BREAKING: Do babies have a sense of morality? (self-important voice tone)
I can find a thousand ways of framing psychological experiments on babies. Baby cognition is a fascinating subject. But of course our priestly elite doesn't care about cognition. They care about morality. That's all that matters in the whole damn world. Are you good? Are you holy? Are you holier than me? No, I'm holier than thou. See how in the end all they talk is about applying the findings to "eradicate racism". That's all they care about. Ivy League researches will develop fusion power, grapheme mass-production and genetic load curing, but it will only be used if it can help "eradicate racism". Oh God. If only the southern colonies hadn't imported African labor, imagine all the crap we would have been spared. We would have had fusion by now.
In the end all the experiment shows is that babies can tell friend from foe, which is a pretty basic concept. Very useful too, and not really that surprising. The most "shocking" point on the experiment is how babies decide who is friend and who isn't. In the experiment is by taste. This fella likes cheerios, he gets it, he's my pal. The other guy has no taste at all, screw him. The priests look positively horrified. You can't screw a guy because he doesn't like cheerios!
Have this people never been in primary school? I remember ganging up with kids for the lamest reasons, forming big coalitions until the class was neatly divided in two, then fight. Every 3 months or so the group was dissolved and rebuilt on some other lame reason, and the process repeated itself.

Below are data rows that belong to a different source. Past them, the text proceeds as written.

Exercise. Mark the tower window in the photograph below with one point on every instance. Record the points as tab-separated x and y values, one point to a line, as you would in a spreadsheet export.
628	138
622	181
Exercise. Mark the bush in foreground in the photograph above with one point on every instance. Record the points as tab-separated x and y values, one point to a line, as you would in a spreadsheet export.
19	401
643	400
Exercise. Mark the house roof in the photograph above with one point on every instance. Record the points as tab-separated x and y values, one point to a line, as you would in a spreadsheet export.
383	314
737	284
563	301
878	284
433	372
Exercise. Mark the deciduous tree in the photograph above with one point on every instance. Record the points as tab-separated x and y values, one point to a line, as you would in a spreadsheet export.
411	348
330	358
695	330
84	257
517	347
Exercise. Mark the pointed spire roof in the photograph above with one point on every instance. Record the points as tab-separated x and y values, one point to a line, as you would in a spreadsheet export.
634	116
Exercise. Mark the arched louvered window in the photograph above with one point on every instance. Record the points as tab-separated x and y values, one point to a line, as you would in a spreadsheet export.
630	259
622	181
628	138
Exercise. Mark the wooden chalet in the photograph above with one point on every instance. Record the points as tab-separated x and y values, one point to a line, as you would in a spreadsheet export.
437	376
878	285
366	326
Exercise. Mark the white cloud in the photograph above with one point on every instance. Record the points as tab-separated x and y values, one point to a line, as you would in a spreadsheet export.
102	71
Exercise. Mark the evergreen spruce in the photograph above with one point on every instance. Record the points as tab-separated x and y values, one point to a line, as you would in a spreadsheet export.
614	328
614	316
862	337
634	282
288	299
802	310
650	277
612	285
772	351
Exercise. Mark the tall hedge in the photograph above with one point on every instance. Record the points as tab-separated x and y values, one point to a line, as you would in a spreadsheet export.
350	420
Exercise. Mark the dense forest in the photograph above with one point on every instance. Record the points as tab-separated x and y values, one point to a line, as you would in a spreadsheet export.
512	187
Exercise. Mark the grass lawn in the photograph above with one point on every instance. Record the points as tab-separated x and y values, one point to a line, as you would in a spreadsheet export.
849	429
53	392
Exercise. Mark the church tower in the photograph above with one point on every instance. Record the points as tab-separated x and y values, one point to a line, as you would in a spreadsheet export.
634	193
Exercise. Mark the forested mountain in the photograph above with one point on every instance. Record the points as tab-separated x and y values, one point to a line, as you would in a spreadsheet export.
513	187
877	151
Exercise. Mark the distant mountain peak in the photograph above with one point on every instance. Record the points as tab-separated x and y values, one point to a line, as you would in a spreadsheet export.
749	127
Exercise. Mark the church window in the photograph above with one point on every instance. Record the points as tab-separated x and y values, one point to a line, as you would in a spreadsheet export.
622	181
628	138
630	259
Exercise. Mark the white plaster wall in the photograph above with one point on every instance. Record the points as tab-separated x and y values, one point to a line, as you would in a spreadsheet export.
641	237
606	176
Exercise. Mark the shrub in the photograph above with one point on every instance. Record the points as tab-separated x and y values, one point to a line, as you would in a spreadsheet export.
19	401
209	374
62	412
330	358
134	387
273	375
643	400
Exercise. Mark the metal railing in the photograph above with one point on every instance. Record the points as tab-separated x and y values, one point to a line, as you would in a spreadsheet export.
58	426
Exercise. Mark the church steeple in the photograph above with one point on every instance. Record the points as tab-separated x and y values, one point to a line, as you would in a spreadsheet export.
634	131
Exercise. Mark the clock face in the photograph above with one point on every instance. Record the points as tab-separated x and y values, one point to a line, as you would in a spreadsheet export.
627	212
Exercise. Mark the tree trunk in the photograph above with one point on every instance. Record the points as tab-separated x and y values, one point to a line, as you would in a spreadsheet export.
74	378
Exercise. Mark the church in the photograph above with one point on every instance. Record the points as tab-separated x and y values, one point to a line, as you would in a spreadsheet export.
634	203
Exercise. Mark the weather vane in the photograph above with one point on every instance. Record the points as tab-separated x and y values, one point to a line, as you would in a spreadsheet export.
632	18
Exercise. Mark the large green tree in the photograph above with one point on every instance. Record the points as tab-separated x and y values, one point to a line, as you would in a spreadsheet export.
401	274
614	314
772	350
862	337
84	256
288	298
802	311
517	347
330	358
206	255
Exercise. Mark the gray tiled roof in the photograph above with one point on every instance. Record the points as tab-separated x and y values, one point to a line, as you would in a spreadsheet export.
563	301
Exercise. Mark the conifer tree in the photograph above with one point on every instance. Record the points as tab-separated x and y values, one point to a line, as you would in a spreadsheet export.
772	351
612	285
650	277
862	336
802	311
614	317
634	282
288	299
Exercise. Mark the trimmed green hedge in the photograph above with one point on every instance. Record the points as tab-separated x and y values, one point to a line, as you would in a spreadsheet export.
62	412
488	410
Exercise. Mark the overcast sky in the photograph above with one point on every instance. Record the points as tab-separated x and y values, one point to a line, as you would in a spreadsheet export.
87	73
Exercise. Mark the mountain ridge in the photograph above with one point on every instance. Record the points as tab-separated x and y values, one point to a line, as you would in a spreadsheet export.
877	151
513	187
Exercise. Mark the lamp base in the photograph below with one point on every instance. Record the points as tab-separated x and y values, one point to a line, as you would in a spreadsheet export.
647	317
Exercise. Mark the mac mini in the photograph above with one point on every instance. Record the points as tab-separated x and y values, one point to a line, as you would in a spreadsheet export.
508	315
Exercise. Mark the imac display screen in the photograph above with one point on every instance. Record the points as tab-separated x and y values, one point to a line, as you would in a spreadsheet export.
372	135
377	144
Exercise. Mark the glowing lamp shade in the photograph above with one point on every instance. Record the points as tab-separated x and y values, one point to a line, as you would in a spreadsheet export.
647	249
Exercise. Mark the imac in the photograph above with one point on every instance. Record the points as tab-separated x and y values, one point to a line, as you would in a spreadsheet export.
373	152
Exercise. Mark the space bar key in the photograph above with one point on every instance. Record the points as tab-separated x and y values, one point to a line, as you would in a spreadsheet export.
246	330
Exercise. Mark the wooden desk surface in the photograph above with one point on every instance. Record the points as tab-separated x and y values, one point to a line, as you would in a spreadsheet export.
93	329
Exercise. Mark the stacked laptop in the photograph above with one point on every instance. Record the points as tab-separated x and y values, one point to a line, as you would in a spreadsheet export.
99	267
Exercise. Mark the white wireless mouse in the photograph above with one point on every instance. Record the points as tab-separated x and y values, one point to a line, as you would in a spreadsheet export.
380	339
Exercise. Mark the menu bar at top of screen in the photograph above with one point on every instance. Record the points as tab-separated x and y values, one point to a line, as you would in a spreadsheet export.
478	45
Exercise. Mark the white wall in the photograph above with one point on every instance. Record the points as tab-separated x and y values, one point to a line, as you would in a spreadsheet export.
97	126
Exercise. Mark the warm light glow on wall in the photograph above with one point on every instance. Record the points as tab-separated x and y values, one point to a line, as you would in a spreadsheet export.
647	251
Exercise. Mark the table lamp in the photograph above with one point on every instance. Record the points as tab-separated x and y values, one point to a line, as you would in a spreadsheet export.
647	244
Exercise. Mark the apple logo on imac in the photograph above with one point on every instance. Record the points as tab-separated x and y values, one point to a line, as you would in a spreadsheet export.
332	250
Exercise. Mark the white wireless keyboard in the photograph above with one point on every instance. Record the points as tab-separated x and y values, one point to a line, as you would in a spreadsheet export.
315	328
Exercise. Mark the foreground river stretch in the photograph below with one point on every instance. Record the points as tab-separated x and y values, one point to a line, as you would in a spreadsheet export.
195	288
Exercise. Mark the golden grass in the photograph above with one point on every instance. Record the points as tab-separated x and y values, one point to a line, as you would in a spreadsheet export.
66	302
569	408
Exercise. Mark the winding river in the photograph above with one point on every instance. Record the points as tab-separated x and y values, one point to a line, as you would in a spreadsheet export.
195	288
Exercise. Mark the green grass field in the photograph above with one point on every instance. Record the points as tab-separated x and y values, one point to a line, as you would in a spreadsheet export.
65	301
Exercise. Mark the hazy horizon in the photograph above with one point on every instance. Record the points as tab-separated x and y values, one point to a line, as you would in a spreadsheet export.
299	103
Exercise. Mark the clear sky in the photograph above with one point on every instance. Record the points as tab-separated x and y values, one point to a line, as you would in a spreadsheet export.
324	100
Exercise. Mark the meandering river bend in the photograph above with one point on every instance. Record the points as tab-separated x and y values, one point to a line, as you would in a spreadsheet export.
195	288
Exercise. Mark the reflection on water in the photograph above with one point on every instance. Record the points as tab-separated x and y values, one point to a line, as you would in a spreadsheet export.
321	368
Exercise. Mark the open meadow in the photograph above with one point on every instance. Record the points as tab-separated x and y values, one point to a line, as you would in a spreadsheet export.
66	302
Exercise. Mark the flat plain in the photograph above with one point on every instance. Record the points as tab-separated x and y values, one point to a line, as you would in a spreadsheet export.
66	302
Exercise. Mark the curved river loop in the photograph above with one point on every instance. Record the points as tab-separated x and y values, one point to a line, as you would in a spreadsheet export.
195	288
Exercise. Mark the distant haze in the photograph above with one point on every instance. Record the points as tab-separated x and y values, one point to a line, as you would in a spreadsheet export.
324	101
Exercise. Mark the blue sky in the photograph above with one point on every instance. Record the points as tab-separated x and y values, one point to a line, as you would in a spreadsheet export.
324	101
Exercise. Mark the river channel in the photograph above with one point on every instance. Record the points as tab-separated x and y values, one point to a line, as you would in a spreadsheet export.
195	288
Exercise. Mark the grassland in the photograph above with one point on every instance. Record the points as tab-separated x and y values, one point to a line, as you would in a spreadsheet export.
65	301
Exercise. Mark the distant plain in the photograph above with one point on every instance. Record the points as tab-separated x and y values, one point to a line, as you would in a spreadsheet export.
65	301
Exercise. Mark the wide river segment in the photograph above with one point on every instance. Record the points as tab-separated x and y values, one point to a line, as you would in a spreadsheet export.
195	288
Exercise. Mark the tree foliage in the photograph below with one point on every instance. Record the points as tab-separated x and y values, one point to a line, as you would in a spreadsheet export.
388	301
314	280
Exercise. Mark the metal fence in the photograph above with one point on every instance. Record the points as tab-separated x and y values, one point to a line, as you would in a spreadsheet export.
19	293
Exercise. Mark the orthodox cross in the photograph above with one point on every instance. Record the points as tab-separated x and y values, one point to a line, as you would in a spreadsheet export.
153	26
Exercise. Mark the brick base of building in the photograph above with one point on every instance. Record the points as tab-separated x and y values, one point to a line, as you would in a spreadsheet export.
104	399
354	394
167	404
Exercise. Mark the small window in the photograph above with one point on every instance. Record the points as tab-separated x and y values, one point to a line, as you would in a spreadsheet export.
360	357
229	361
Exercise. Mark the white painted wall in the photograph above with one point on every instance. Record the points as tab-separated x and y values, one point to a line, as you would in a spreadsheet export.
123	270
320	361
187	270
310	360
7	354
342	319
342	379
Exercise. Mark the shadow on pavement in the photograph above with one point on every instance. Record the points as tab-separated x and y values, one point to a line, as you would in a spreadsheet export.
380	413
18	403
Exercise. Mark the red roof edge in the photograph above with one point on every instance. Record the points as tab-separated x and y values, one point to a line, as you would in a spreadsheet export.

That's what people do. Are elite boarding schools in the American school any different? Researchers have bad memory I think.
While the findings are very interesting, besides the widespread horror at the ability of babies to deduce their interests and make friends accordingly, there's a datum that hasn't been given enough attention. In the first experiment, 75-80% of the kids prefer the as yet unmet nice puppet over the mean one. The conclusion, fairly enough, is that ceteris paribus people prefer kind peopel to mean people. But what about the remaining 20-25%. They had a choice to make friends with a nice puppet and a mean puppet. And they chose the mean one! Now I'm sure the researches concluded the kids were simply mistaken, baby cognition being a mess. But what if it isn't? 20% is a lot of people. Are they masochistic? Or just wanna join in the fun? And what's the distribution? Did baby girls choose more mean puppets than boys?
Also see the later experiment on older kids. So they learn to be generous later on. Do all of them do? How many are still stingy little fuckers? The ugly fat pretentious girl who chose green should be tracked to see if she also develops generosity. For further challenge they should change the chips with cupcakes.
Now that would be really interesting, groundbreaking data. But that doesn't help eradicate racism so they probably won't even collect the data. Alas.